Loren pushes Climate Change Act funding

Senator Loren Legarda pushed yesterday for the inclusion in the 2010 national budget of the much-needed funding for the disaster-risk reduction and climate-change mitigation measures envisioned in the Climate Change Act of 2009.

“A report of the United Nations Development Program (UNDP) and the National Economic and Development Authority (NEDA) says that our government agencies have a ‘low capacity to adapt to climate change,’” said Loren.

“That’s the very problem which the Climate Change Act seeks to address, thus the urgency of funding and implementing the salient provisions of this new law whose passage had been hailed by the international community.”

Loren pointed out that since the executive department drafted the proposed budget for next year even before typhoons Ondoy, Pepeng and Santi devastated the country, the funding for disaster-risk reduction and climate-change mitigation may not have been prioritized.

The senator called for a review of the proposed budget, the report for which is already being finalized by the Senate Committee on Finance.

“Powerful typhoons wrought havoc on our country and showed how unprepared we are in dealing with disasters, including in conducting rescue and relief operations.
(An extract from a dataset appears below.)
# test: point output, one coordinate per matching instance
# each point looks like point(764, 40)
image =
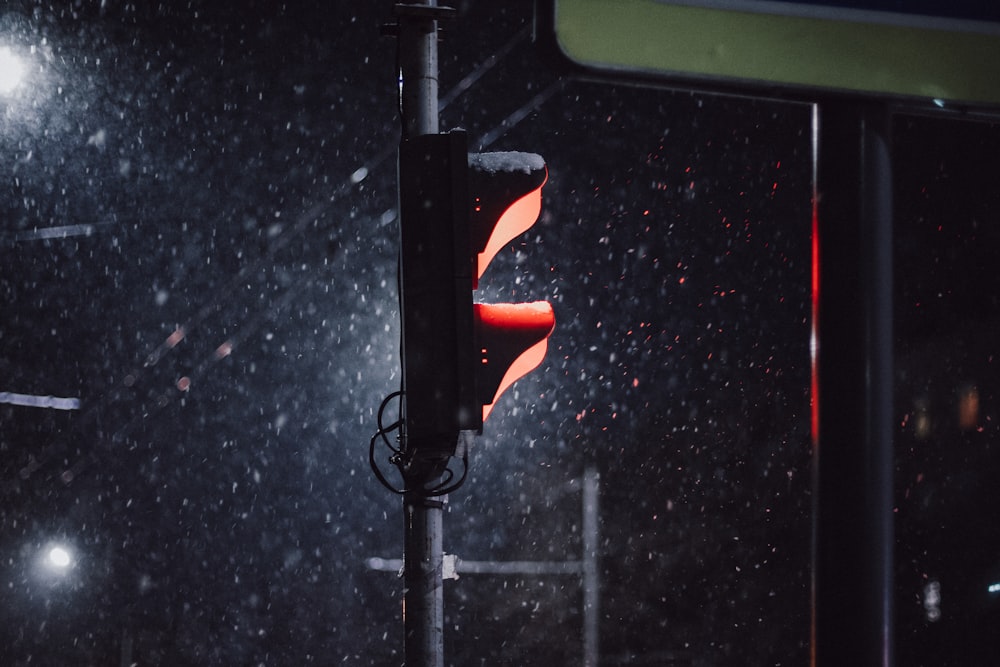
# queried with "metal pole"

We must resign ourselves to the fact that more powerful calamities are coming our way due to climate change,” said Loren.

“But we must not be caught again with our guards down,” she stressed.

Loren identified the following climate change programs whose funding must be included in next year’s budget:

· Immediate creation of the Climate Change Commission which will coordinate and monitor all of the climate change-related programs and policies of the country;

· Strengthening the capabilities of local government units (LGUs) to deal with disasters by allocating portions of the national budget for the purpose, such as the purchase of pump boats and other rescue equipment;

· Helping the agriculture sector adapt to climate change (e.g. the planting of water-submersible crops and the identification of alternative marketing routes during floods and landslides)

· Ensuring the provision of more efficient health services during disasters, including for the thousands of people who are sheltered in evacuation and relief centers;

· Funding environmental programs and activities like reducing carbon emissions and increasing the country’s forest cover as a way to help in the global effort against climate change

Loren said that on her many visits to relief centers, many evacuees had complained to her of the lack of health services afforded them, making them wonder whether they had survived past calamities only to get sick or, worse, to die in evacuation centers.

“We must think out of the box when it comes to agriculture because the typhoons, floods and other calamities are here to stay. We must pour money to research and development of, say, rice varities that can still be harvested despite being submerged in flood water,” said Loren.

“Our food supply routes must also be given more consideration against being cut so as to avert our experince last month when Pepeng cut the supply of vegetables from Mountain Province.”